A moment passed.  Sam snorted softly, and looking, smiled.  “Jonas, you have to take my word on this.  I have known the colonel for six years and I have leaned one thing.  For all his kidding around, he’s a complicated man, and he’ll only allow you to see what he wants.  Take each moment as it comes, don’t sweat the small stuff, and he’ll warm to you.  Like me, he’ll see the good in you.”
“Ha,” he laughed.  “If it’s taken you this long, I don’t think I’ve got much hope with him.”
“Oh, don’t be so sure.”
“Right.”  Sam smiled slyly.  “This is far too deep for pie and ice cream.  Let’s talk Lt. Redman!”
Jonas groaned.
“You know who I’m talking about.  Don’t get all innocent with me, Jonas Quinn.”
“Lt.

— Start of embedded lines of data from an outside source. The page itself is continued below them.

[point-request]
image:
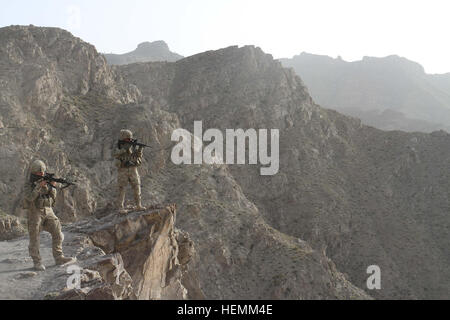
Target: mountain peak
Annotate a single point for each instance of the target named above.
(145, 52)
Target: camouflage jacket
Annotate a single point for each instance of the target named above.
(39, 197)
(128, 157)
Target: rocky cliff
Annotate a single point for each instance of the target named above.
(361, 195)
(139, 256)
(145, 52)
(347, 196)
(390, 93)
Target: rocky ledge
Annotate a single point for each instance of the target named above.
(136, 256)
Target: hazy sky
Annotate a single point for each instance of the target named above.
(417, 30)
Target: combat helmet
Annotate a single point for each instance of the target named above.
(126, 134)
(38, 166)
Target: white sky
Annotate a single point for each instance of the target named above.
(417, 30)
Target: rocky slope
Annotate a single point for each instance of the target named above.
(390, 93)
(68, 111)
(361, 195)
(140, 256)
(145, 52)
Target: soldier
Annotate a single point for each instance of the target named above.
(128, 159)
(39, 199)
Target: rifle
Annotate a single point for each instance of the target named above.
(50, 177)
(132, 142)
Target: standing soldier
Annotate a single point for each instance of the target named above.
(39, 199)
(128, 159)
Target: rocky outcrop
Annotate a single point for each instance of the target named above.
(145, 52)
(138, 256)
(389, 93)
(341, 201)
(345, 188)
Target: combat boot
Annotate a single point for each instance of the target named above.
(64, 260)
(38, 266)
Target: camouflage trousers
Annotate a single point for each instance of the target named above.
(44, 220)
(128, 176)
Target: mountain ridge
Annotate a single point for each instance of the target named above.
(145, 52)
(347, 195)
(370, 87)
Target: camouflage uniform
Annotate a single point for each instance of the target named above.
(128, 159)
(39, 202)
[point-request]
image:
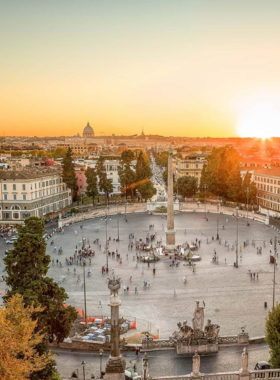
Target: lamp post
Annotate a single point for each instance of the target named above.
(205, 187)
(118, 220)
(125, 211)
(274, 267)
(85, 295)
(218, 205)
(247, 199)
(145, 366)
(236, 262)
(100, 355)
(83, 364)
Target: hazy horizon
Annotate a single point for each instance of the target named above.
(176, 68)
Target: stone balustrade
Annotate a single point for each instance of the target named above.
(268, 374)
(265, 374)
(231, 339)
(154, 344)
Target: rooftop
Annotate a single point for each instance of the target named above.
(274, 171)
(28, 173)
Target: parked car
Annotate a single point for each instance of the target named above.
(260, 366)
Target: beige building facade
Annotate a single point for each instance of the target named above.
(268, 185)
(32, 192)
(191, 165)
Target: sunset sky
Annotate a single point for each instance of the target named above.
(175, 67)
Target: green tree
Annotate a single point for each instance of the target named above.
(18, 341)
(146, 189)
(127, 174)
(143, 170)
(272, 330)
(27, 266)
(221, 175)
(92, 189)
(68, 174)
(104, 183)
(162, 159)
(187, 186)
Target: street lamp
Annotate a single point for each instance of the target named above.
(101, 354)
(274, 266)
(247, 198)
(85, 296)
(218, 205)
(125, 211)
(83, 364)
(236, 262)
(205, 187)
(117, 204)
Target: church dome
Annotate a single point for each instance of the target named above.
(88, 131)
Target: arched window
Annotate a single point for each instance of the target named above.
(15, 207)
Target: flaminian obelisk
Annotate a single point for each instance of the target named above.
(170, 232)
(116, 364)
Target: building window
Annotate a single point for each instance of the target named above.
(6, 215)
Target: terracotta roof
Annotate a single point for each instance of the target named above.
(28, 174)
(274, 171)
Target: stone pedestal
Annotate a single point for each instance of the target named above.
(183, 347)
(170, 231)
(243, 338)
(115, 366)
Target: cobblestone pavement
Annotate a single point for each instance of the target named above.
(162, 363)
(232, 299)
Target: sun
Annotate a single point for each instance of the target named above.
(260, 120)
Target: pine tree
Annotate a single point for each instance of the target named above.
(68, 174)
(18, 341)
(143, 170)
(272, 329)
(27, 266)
(92, 189)
(104, 183)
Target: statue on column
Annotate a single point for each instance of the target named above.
(244, 362)
(196, 365)
(198, 317)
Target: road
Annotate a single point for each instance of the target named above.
(162, 363)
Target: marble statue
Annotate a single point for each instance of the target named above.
(244, 361)
(211, 330)
(198, 317)
(114, 285)
(196, 364)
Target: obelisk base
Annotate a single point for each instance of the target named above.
(115, 368)
(170, 240)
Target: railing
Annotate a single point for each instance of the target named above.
(221, 376)
(268, 374)
(228, 339)
(265, 374)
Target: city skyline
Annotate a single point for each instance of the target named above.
(178, 68)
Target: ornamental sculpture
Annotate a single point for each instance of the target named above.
(197, 335)
(114, 285)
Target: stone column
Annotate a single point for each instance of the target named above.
(145, 365)
(244, 373)
(115, 366)
(170, 232)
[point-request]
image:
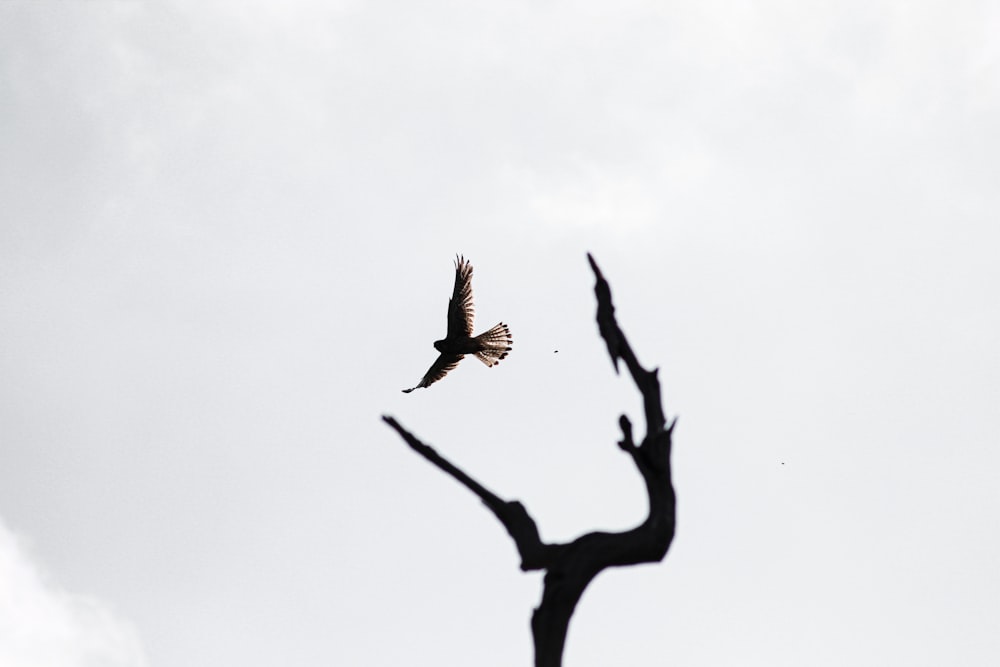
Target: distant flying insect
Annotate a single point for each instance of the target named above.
(489, 347)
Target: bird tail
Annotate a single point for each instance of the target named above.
(496, 344)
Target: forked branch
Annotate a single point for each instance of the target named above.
(570, 567)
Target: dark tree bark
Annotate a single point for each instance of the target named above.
(570, 567)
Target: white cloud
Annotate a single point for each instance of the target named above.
(42, 625)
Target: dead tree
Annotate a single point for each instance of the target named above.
(570, 567)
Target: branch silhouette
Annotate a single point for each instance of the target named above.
(571, 566)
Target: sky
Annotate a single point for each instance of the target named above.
(226, 244)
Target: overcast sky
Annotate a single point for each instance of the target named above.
(226, 241)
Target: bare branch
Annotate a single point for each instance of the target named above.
(571, 567)
(535, 555)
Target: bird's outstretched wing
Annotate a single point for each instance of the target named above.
(460, 309)
(438, 370)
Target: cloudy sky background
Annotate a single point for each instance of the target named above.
(226, 239)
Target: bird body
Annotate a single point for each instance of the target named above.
(489, 347)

Redman,” he rolled the name around in his mouth, brow knotting in thought.  “I… I don’t think I recall her.”
“Sure you do!  Blond, slender, blue eyes that seem to follow you around the room.”
He stared open mouthed at her.  “You’ve been watching her?”
“No.” She leaned over and punched him playfully on the arm.  “She’s been watching you. How can you not know this?  Every time we’re down in supplies, she follows you’re every move like a hawk.  You’d have to have been blind not to see it!”
“No.  No.  Can’t say I’ve noticed.”
“Right.  I know you!  You just don’t want to ask her out.”
“That’s not it at all.”
“You’re chicken shit, you know that, right?”